80 years ago today, on 1st September, 1939, German forces attacked Poland, thus effectively beginning the Second World War. By the time the war ended, on September 2, 1945, somewhere between 70 – 85 million lives were lost.
To drive the point home, the world lost 3% of its total population in the war. Driving the point further, an average 32,000 people were dying everyday. Poland, the most affected nation, lost one-fifth of its population.
Poland is observing the day – and several world leaders including German Chancellor Angela Merkel and U.S. Vice President Mike Pence are also set to join other world leaders. Ceremonies began at 4.30 a.m. (0230 GMT) in the small town of Wielun, site of one of the first bombings of the war, with speeches by Polish President Andrzej Duda and his German counterpart, Frank-Walter Steinmeier.
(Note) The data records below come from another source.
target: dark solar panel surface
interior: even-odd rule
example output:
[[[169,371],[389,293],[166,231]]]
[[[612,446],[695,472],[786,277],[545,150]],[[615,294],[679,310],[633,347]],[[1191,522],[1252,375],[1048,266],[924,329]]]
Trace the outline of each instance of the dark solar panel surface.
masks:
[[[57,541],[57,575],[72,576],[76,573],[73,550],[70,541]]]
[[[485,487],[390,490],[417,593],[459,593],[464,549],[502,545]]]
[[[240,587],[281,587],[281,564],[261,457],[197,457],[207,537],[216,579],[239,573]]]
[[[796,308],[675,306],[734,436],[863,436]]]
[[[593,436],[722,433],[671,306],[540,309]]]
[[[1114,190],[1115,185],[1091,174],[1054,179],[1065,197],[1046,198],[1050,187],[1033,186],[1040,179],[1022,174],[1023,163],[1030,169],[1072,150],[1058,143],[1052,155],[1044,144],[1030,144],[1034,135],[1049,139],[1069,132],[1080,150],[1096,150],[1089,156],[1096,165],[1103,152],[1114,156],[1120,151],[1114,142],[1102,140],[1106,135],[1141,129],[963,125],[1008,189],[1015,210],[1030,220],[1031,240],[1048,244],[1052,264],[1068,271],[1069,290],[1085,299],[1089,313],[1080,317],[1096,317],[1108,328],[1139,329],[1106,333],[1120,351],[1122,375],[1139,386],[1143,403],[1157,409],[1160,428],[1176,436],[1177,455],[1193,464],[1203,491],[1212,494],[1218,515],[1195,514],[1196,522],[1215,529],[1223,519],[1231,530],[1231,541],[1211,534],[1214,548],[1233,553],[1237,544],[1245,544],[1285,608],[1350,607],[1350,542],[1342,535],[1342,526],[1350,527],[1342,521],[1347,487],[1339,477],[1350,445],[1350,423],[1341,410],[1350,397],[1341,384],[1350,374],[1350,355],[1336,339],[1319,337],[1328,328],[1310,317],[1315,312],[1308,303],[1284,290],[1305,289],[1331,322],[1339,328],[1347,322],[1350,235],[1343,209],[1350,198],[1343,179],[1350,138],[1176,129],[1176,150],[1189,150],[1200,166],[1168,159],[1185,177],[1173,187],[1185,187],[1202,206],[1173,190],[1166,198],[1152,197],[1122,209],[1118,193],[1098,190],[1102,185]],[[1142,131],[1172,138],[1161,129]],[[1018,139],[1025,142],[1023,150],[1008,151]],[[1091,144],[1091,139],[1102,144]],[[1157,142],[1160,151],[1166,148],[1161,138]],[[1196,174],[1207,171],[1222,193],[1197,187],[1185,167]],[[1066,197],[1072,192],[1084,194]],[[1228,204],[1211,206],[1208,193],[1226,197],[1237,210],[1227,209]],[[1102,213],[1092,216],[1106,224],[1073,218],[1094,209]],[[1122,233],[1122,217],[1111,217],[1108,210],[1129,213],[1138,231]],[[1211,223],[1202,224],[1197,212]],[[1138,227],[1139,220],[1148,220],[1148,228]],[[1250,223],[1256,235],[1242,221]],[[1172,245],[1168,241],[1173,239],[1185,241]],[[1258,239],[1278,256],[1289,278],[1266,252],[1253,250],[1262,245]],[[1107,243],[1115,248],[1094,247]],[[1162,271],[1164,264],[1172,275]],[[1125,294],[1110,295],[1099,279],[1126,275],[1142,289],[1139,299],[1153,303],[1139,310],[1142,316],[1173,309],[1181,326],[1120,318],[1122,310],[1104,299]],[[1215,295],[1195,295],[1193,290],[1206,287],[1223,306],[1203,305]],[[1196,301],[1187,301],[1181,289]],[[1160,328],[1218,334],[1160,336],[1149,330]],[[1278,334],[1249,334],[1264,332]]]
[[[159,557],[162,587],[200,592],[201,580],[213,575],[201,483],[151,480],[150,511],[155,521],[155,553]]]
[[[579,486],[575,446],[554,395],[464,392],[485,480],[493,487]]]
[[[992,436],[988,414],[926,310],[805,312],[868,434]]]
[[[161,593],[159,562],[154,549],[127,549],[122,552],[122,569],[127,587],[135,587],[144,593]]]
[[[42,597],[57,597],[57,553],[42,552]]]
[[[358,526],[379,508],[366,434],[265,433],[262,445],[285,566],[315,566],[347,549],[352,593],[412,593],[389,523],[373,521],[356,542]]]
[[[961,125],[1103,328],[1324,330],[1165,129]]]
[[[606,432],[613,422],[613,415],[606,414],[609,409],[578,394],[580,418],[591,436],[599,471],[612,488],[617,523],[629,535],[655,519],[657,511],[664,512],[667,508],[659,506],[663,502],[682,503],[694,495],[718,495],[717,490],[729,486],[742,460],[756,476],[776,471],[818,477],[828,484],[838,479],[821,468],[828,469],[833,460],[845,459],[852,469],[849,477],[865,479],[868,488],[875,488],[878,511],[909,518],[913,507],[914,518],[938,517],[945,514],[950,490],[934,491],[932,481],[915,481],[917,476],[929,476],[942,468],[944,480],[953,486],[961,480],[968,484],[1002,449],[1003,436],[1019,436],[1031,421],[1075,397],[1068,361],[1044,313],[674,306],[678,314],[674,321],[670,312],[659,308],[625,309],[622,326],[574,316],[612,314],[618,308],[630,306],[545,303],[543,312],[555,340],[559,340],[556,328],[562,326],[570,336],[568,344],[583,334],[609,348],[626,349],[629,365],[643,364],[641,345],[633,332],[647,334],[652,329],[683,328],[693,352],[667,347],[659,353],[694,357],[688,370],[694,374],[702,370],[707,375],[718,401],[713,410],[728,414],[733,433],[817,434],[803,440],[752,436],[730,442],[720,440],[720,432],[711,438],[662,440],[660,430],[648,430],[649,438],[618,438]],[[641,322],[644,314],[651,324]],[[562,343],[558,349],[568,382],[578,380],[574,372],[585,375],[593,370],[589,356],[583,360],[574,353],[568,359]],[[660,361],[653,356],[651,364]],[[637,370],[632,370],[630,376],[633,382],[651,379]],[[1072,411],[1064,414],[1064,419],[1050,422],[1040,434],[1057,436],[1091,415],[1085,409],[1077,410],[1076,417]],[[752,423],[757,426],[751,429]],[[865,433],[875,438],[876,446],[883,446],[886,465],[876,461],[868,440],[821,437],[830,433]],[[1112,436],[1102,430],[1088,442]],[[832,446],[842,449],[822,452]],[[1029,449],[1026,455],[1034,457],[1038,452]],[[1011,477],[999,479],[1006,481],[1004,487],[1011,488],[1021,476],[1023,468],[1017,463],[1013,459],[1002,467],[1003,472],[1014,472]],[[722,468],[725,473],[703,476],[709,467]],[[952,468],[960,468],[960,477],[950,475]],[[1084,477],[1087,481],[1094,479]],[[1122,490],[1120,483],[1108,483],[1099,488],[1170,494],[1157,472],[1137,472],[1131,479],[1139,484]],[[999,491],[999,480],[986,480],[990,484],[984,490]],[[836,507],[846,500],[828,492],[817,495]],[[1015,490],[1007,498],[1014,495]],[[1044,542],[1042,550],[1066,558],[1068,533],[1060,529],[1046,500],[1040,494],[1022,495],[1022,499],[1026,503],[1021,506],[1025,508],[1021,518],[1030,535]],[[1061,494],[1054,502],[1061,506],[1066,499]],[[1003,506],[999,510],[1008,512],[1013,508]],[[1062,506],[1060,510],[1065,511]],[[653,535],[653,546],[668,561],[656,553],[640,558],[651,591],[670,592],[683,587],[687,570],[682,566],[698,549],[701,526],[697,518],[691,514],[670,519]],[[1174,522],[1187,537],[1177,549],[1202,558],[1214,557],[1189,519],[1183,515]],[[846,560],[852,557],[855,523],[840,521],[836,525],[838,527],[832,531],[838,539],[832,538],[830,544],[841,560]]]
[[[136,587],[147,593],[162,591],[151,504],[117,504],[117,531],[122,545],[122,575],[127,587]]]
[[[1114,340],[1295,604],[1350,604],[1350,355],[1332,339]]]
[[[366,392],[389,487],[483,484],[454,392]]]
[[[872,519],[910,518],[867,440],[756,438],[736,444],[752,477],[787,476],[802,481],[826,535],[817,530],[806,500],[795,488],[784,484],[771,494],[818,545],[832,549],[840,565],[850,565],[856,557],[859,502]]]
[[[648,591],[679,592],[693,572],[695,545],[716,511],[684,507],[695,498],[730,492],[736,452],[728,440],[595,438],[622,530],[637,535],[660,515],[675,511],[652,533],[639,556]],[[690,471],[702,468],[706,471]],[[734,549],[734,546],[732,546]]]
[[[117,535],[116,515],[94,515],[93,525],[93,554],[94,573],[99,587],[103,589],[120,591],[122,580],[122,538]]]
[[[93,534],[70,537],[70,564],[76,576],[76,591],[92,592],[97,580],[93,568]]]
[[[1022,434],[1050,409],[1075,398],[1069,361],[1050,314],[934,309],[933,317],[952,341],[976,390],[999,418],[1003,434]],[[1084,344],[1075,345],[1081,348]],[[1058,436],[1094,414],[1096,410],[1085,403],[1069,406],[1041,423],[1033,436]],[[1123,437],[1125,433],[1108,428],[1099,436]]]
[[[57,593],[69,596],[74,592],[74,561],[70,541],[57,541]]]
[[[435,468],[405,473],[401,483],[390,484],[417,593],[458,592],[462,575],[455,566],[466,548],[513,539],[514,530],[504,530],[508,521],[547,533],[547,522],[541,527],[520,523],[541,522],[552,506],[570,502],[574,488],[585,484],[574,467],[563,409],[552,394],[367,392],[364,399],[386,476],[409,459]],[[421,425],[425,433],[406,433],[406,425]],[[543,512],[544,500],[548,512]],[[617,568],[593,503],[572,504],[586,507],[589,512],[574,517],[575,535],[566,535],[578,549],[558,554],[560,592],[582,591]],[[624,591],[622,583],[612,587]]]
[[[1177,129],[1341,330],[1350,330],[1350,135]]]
The deadliest conflict in human history, the war was witness to massacres,genocides (Holocaust), strategic bombing, premeditated death from starvation, and the only use of nuclear weapons(Hiroshima and Nagasaki) in a war till date. The vast majority of the world’s countries – including all the great powers – directly participated in the war. Two opposing military alliances were formed: the Allies (led by Big Four: United Kingdom,United States*,Russia and China and other nations) fought off the thwarting military practices of the Axis (Nazi Germany, Kingdom of Italy and Empire of Japan). A state of total war emerged, directly involving more than 30 countries, and the major participants threw their entire economic, industrial, and scientific capabilities behind the war effort. In most of Europe, the distinction between civil and state resources were blurred.
*America officially entered the war only on December 8, 1941, when all but one member of Congress passed the motion one day after the attack on Pearl Harbor in Hawaii. Although America formally maintained neutrality up until that moment, it was providing support to the Allies.